Problems to get ID card
Guyana Chronicle
April 1, 2002

Related Links: Letters on the daily grind
Letters Menu Archival Menu

I took some time off work last week Thursday to travel to my homeland to obtain or start the process of obtaining a new ID card. The reason being that on my last visit to the USA, I had a difficulty at the Bank to get my traveller's cheques changed. The teller told me that they could not accept the 'old' ID card since they were aware that Guyanese have entered the same bank to transact business with a ‘new’ and different looking ID card than the one that I presented to her.

I was however, able to convince her that since I do not reside in Guyana, I shall make it my duty to get a new one on my next visit there. So the story is that I arrived in my homeland last Thursday and ventured early in the morning to the National Registration Centre in Kingston only to be told that if I did not register for the last elections, then I could not get a new one and I would have to speak to the Minister of Home Affairs in order to obtain one.

I have worked with the same Ministry for more than five years prior to migrating in order to attend university and have since decided to work in the region. I went to the Ministry of Home Affairs seeking to get some kind of help because I am traveling to the US very soon and do not want to encounter the same problem, of course, I have the option of using my passport but I prefer to use my ID card.

The Minister's secretary informed me that he only sees the public on Wednesdays although I explained to her that I was only there for one working day that being Friday 22nd. I then sought the Permanent Secretary upon her advice. However, to make a long story short after waiting for about 25 minutes I was told by the PS's secretary that she could not see me and I was sent to another officer who told me that what I wanted had to be dealt with by the PS or the Minister. I have since concluded that the PS did not want to speak to me after I made several attempts on the telephone to reach her but she spoke with a good friend of mine who is a reporter concerning the matter.

I do not understand and I am absolutely disgusted with the response that I got from the authorities in my own country of birth. It was most disheartening to know that something as simple as obtaining an ID card had become a 'political issue' and one can no longer travel home and obtain an ID card until there is an election. I have never heard such piffle and as one of my lecturers would say 'that is the epitome of nonsense'.

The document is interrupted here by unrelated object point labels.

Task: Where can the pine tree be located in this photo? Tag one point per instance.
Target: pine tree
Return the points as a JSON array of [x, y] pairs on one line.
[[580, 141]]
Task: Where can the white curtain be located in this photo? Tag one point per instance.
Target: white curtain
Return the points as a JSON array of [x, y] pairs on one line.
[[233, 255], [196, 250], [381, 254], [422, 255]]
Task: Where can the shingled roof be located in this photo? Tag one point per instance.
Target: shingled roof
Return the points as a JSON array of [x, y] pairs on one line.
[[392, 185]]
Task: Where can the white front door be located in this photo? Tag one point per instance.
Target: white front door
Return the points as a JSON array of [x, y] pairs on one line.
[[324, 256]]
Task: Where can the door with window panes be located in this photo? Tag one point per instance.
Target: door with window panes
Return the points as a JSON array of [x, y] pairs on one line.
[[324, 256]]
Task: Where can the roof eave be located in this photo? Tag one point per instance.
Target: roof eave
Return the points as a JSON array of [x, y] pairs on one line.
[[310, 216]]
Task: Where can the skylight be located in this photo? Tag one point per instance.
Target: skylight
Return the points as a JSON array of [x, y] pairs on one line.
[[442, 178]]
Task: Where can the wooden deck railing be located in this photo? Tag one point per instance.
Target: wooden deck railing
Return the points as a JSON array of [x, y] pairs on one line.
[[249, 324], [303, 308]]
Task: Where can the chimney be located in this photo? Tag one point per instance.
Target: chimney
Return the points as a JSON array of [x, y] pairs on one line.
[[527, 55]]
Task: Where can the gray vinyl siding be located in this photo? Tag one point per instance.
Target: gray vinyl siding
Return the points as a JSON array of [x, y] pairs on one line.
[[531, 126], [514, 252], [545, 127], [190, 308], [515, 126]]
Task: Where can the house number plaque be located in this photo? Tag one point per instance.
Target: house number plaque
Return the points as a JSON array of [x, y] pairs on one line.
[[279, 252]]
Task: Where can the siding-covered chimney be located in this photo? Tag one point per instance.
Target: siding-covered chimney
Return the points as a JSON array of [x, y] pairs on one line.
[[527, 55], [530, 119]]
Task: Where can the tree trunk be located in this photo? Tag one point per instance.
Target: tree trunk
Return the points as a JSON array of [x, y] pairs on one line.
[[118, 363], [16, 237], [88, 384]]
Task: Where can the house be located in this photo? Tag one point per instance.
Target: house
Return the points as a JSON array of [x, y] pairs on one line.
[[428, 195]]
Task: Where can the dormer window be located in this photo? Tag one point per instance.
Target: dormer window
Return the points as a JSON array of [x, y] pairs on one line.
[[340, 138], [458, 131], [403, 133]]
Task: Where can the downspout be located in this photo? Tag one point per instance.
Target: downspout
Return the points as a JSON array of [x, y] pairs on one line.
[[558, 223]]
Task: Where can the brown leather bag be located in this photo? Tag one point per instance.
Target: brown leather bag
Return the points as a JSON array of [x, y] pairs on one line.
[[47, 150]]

I got so angry that it was the first time in a decade since traveling home that I called the airline and took the first available flight back to my destination with a 'bitter taste' for the situation and the politics in my country.

It is a situation that I have since instructed my secretary to have us follow up with the Minister of Home Affairs. Could it really be true that someone cannot obtain a new ID card until there is another election? Is this the kind of thing that is occurring in the year 2002 in my homeland?

I trust that I get some response from the Government when I do write to them concerning this matter.